6) La séance courte, est-ce un standard lacanien ?

Tel que J.A. Miller l'avait exposé lors d'une conférence dans le cadre des dernières Journèes annuelles de l'EOL, "Lacan s'est inscrit comme le grand "dé-régulateur" de la pratique ; c'est ainsi qu'il a été vu par ceux qui avaient suivi son chemin, comme le grand "dé-régulateur" de la séance". Il l'a été, il faut le dire, sans propagande sur sa façon d'entendre la séance. Il pratiquait un type de séance qui paraissait rare à ses contemporains, au début des années 50.

Ceux-ci lui avaient demandé de donner des explications sur cette pratique. Je crois que Lacan a répondu dans une conférence au début des années 50, dont nous avons seulement le titre: "La psychanalyse, dialectique", conférence qu'il avait prononcée au sein de la Société Psychanalytique de Paris, pour expliquer à ses collègues ce qu'il faisait avec ses patients, car on savait qu'il ne donnait pas les rendez-vous comme tout le monde. Je crois qu'au cours de cette conférence inconnue, il a exposé à cette seule occasion sa doctrine de la séance analytique.

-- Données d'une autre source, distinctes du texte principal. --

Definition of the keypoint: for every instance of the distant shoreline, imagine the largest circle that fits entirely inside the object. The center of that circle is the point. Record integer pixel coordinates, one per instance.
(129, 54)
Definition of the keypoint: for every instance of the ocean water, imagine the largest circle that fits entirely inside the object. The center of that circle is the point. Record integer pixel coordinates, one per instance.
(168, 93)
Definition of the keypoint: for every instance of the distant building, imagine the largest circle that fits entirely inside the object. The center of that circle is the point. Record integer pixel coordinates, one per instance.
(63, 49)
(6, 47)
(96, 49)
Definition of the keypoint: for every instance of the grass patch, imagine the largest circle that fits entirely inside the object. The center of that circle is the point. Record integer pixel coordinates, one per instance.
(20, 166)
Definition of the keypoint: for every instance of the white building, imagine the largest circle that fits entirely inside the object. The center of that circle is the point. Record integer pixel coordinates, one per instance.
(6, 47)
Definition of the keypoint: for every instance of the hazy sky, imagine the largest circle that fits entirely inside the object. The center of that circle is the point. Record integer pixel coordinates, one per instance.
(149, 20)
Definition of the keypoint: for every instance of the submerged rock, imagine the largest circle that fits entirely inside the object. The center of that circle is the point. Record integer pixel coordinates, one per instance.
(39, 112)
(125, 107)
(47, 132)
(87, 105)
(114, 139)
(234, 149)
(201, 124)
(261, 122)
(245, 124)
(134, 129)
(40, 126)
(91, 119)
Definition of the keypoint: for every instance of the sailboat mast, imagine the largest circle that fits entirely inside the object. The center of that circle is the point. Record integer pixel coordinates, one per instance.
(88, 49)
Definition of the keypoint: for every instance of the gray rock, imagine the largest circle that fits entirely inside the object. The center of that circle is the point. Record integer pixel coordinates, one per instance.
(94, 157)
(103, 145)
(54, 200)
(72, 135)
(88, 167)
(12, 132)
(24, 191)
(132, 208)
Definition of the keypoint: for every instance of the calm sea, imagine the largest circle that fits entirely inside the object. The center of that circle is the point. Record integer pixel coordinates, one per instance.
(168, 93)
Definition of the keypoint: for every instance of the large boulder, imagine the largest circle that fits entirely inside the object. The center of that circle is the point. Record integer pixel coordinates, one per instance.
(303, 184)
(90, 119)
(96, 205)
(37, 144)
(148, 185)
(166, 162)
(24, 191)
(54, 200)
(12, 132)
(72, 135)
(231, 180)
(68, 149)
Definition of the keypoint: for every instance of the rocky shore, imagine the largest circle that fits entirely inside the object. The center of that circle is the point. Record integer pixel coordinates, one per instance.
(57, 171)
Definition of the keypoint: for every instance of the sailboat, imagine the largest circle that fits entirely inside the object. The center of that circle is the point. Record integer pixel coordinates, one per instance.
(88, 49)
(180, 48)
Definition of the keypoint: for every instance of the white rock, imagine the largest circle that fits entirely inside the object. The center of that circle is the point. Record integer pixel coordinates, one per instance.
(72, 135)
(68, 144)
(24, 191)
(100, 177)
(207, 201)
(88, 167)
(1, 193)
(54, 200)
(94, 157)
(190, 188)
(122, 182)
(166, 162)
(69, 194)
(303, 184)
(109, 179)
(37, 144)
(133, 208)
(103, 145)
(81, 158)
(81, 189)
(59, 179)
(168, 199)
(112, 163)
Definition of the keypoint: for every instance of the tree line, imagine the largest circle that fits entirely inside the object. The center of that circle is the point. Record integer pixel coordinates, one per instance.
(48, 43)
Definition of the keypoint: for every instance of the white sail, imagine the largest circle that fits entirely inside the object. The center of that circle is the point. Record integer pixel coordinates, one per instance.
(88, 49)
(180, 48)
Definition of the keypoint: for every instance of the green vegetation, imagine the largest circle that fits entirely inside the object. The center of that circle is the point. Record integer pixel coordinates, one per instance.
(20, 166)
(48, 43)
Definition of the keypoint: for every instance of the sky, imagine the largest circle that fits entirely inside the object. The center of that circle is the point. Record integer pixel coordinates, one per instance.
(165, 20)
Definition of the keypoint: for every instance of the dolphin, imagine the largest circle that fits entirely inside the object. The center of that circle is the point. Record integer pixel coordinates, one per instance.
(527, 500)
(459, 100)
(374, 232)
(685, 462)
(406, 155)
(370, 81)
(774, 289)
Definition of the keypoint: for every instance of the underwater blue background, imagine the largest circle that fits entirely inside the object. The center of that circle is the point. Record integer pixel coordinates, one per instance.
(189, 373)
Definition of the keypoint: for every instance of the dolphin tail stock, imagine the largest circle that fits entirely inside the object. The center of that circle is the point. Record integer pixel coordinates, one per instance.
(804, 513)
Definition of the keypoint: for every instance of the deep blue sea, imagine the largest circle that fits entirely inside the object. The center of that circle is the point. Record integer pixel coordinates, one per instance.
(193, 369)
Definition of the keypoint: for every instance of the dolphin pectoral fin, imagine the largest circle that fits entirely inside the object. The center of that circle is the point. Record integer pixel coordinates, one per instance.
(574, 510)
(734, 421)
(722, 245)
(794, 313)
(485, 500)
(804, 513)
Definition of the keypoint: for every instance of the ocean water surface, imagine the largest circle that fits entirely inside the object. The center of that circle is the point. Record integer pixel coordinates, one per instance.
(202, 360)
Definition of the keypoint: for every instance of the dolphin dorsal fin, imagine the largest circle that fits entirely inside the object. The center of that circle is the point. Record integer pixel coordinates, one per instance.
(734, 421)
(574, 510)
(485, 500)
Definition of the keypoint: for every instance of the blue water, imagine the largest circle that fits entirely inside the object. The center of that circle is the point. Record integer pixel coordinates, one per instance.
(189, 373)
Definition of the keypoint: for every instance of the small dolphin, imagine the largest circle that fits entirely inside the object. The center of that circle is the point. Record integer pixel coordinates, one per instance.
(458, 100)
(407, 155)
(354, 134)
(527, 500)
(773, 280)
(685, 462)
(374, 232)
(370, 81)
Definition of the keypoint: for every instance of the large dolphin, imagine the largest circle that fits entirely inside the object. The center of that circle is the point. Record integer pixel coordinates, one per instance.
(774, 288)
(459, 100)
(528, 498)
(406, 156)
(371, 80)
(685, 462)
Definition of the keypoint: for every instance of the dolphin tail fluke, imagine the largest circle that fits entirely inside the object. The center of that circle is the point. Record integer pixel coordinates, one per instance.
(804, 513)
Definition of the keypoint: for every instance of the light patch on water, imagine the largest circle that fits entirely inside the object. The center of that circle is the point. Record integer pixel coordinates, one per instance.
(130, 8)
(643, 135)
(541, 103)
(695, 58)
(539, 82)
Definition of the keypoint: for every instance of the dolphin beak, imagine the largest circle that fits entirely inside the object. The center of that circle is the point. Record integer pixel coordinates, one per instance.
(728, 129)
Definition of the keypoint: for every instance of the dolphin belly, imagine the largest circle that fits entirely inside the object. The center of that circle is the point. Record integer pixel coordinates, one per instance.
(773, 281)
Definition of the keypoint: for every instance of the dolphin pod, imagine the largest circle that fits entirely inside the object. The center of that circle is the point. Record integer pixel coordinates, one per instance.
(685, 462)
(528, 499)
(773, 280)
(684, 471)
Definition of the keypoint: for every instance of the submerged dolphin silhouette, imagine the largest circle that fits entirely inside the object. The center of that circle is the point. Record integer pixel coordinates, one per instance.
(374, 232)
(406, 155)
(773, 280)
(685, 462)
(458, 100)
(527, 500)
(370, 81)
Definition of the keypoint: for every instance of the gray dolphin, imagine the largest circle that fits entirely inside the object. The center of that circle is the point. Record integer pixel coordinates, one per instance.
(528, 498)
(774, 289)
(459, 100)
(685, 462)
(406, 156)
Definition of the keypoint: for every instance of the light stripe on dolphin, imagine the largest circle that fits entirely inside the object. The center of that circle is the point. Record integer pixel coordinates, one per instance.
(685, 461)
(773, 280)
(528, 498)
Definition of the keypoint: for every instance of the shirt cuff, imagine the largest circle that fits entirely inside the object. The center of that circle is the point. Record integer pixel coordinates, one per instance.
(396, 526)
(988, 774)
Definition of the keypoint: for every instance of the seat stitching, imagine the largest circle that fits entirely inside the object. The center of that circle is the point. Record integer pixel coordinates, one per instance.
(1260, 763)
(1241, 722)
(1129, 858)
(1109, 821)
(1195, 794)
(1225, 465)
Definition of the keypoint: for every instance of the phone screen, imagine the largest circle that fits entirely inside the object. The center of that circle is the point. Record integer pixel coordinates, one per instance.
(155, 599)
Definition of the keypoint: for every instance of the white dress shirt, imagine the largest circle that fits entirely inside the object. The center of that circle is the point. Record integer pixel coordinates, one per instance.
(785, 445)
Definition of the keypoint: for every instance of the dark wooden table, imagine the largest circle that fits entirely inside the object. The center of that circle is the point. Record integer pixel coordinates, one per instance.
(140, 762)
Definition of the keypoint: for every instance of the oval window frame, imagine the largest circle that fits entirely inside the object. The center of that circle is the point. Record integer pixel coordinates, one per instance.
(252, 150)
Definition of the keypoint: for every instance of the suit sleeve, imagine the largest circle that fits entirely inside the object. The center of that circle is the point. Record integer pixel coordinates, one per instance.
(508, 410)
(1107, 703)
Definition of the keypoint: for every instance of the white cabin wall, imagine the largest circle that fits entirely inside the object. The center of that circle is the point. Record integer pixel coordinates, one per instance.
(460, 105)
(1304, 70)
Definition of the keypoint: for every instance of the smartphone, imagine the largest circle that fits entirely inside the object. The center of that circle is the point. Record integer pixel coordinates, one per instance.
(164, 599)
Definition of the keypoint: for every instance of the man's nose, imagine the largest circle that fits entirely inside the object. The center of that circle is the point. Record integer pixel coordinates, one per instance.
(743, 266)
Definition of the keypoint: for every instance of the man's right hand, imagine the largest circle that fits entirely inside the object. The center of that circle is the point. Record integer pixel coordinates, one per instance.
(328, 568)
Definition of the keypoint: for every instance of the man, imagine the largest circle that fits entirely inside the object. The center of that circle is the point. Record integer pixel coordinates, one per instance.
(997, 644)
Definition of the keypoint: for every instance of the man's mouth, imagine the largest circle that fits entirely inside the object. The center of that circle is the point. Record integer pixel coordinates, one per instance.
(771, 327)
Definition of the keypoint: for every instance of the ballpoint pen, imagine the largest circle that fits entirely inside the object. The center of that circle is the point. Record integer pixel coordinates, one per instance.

On peut d'ailleurs remarquer que l'on trouve, de façon explicite, dans le texte de Lacan "Fonction et champ de la parole et du langage en psychanalyse", tel que le mentionne J.A. Miller: "(...) de notre expérience, ce qu'on a appelé nos séances courtes, nous avons pu faire venir au jour chez tel sujet mâle, des fantasmes de grossesse anale avec le rêve de sa résolution par césarienne, dans un délai où autrement nous en aurions encore été à écouter ses spéculations sur l'art de Dostoïevski. Au reste nous ne sommes pas là pour défendre ce procédé, mais pour montrer qu'il a un sens dialectique précis dans son application technique." (Dans une note en bas de page, introduite en 1966, il ajoute: "Pierre de rebut ou pierre d'angle, notre fort est de n'avoir pas cédé sur ce point".) Nous avons été intéressé par ce qu’Éric Laurent a énoncé, par rapport à cette question, dans un entretien fait à Buenos Aires, pour "Signos del 2000". Là, il oppose le style au standard, et se réfère plutôt qu'à des séances courtes, à une séance non réglementée par la montre. Ce qui nous conduit à réfléchir sur la fonction du temps en psychanalyse.

C'est à partir de ce qui a été exposé, que nous continuerons notre recherche.